Não quero lhe falar, meu grande amor, das coisas que aprendi nas redes sociais

 


(O texto foi publicado no dia 22/07/20023, no jornal Gazeta do Sul.)


(por Cassionei Niches Petry)

 “É você que ama o passado e que não vê que o novo sempre vem” é um verso, é uma letra de música, é poesia. Seu autor, um artista, era culto, irônico, inventivo e um ser humano com todos seus defeitos e incoerências. Tenho certo orgulho em dizer que ele viveu seus últimos dias na minha cidade. Como todo artista, ele é idealizado por seus fãs e também por pretensos admiradores que detém o monopólio de entendê-lo e têm certeza, mais do que a própria família, do que ele pensaria hoje sobre determinado assunto.

A dona da voz que ajudou a imortalizar o verso também era uma artista e um ser humano com todos os seus defeitos e incoerências. Dizia o que queria e causava polêmica, não baixava a cabeça, criticava os que governavam o país durante o auge de sua carreira. Tenho orgulho de dizer que é gaúcha como eu. Como todo artista, é idealizada por seus fãs e também por pretensos admiradores que detém o poder de entendê-la e têm certeza, mais do que a própria família, do que ela pensaria hoje sobre determinado assunto.

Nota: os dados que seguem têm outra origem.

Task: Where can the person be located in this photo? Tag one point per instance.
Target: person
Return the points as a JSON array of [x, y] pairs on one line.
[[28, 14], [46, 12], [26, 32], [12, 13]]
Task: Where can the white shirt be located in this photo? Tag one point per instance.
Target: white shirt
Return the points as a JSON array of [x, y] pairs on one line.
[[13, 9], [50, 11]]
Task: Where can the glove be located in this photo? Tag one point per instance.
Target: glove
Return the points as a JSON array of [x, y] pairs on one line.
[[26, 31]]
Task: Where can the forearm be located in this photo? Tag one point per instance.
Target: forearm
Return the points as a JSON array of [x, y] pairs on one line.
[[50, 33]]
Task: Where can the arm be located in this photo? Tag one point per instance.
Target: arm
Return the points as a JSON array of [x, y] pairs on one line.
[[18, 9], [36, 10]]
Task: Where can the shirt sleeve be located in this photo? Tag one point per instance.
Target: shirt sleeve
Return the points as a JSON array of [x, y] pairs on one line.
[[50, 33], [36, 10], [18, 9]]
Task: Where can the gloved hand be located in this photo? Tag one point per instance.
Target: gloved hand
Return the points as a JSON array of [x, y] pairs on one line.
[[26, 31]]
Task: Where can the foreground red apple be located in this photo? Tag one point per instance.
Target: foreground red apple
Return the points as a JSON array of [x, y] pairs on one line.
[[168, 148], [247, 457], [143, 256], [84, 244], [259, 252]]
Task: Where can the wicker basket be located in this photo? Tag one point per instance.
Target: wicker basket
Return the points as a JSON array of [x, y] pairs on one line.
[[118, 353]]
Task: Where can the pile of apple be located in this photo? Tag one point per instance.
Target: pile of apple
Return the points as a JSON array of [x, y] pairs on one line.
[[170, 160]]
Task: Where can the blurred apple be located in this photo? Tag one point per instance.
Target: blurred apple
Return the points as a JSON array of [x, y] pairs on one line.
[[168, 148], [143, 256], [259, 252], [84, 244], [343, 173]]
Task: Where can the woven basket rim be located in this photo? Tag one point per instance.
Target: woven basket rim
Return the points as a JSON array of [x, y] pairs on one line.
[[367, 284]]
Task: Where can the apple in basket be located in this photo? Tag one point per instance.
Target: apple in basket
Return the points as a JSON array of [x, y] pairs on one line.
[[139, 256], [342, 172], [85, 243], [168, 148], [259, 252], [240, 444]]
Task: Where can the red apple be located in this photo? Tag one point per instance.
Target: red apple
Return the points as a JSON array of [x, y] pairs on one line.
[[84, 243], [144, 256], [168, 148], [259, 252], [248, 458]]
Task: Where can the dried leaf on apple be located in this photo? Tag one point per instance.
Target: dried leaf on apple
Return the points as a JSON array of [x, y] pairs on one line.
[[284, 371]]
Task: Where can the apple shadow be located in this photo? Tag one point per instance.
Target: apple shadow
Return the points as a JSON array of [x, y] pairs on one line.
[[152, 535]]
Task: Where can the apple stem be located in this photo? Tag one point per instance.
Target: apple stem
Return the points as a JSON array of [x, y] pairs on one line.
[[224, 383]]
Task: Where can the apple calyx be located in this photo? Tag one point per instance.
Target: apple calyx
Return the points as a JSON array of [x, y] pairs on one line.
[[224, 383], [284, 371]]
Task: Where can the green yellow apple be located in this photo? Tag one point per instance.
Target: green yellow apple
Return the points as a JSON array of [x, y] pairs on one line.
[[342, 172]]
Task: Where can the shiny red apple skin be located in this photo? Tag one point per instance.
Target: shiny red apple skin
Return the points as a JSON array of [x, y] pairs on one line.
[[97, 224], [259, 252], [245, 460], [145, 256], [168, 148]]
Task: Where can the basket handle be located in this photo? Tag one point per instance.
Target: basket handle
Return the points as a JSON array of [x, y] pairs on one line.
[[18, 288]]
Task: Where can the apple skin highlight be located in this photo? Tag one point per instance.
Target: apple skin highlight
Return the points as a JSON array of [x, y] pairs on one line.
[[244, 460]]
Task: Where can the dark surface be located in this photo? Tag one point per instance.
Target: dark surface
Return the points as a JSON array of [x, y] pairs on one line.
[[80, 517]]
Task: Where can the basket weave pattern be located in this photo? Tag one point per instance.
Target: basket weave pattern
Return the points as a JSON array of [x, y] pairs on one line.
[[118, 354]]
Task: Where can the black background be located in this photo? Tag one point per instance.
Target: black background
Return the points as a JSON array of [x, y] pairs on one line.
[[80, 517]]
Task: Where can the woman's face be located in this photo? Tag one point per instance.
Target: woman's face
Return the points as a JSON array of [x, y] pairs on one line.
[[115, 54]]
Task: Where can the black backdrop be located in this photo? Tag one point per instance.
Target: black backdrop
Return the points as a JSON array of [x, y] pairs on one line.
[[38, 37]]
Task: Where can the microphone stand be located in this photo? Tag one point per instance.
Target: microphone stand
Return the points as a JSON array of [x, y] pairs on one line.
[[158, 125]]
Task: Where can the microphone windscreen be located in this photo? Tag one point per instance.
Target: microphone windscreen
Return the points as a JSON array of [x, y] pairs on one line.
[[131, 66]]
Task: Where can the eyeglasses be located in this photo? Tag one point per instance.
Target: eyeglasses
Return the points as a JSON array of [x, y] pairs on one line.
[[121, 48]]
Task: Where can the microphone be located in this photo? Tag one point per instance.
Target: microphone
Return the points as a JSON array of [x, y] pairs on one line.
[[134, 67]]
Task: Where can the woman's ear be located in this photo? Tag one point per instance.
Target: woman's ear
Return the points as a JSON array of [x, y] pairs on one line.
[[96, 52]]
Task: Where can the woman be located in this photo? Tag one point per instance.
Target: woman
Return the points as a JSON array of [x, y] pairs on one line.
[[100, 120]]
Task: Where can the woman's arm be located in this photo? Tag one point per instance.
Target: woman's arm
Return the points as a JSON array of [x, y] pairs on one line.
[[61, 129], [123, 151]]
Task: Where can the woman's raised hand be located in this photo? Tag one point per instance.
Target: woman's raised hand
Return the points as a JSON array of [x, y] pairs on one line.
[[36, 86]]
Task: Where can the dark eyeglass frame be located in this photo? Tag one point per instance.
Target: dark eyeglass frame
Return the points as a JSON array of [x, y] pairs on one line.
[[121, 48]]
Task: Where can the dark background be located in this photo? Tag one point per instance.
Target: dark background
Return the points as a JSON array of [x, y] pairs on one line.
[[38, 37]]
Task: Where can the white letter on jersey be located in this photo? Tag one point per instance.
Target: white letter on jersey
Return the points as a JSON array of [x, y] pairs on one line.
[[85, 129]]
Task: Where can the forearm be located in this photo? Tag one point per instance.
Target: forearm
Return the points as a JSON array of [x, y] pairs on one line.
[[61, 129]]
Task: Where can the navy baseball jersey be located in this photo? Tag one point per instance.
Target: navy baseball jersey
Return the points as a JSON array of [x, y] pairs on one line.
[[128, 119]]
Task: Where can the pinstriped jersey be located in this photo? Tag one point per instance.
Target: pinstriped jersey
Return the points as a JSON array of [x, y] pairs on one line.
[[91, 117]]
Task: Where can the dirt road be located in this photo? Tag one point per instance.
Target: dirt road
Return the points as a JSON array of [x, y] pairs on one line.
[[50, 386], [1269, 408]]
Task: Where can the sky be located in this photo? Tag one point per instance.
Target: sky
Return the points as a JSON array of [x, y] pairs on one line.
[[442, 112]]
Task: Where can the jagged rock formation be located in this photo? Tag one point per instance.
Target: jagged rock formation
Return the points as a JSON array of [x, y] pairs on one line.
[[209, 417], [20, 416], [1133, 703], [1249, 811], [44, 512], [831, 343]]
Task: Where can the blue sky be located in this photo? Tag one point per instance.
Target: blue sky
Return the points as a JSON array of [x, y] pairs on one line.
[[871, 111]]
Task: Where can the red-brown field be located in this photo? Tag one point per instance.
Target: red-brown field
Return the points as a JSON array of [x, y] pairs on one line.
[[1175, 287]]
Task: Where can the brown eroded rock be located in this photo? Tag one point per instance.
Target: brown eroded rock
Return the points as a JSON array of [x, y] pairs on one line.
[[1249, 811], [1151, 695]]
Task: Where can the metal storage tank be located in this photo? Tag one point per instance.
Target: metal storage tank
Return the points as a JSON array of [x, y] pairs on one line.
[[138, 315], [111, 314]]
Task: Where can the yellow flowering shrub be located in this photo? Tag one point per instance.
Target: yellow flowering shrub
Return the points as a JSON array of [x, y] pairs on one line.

Pois esses especialistas em tudo nas redes sociais, ajudados por gente inteligente e culta que, como todo ser humano, é incoerente, critica uma propaganda de uma marca de carros por ter usado a música de Belchior e a voz e a imagem (através da IA) de Elis Regina, sendo que eles eram contra o capitalismo, a ditadura e a opressão que a empresa apoiou. Ao que parece, essas pessoas andam em automóveis específicos, imaculados, de marcas que não são do império capitalista americano ou que não tiveram ligações com o fascismo na Itália ou apoiaram o nazismo. Jamais andaram em um Fusca, um Monza, um Uno, por exemplo.

Outro ponto é justamente a idealização de artistas, principalmente os já falecidos. Quando lemos sobre a vida de quase todos eles, nos damos conta que muitas vezes suas obras não representam o que criam ou interpretam. Toda a arte é ficção, não é real, embora possamos, como apreciadores, interpretá-la de várias formas. “Como nossos pais” pode ser uma crítica a uma geração, como também pode ser uma crítica ao “vil metal”, embora compositor e cantora lucraram muito com a canção, assim como seus herdeiros, que aprovaram sua utilização no comercial e até participaram, no caso Maria Rita, filha da cantora. Ah, esses artistas não recusavam se apresentar numa emissora de televisão que apoiou a ditadura e também faz tudo pelo “vil metal”!

A letra da música pode ser uma crítica a ”você que ama o passado”, aos chatos da internet que ainda são e vivem “como nossos pais”, que acham que ainda “somos jovens” e que “nossos ídolos ainda são os mesmos”. Mas “as aparências não enganam, não”. Os ídolos continuam “contando os seus metais”.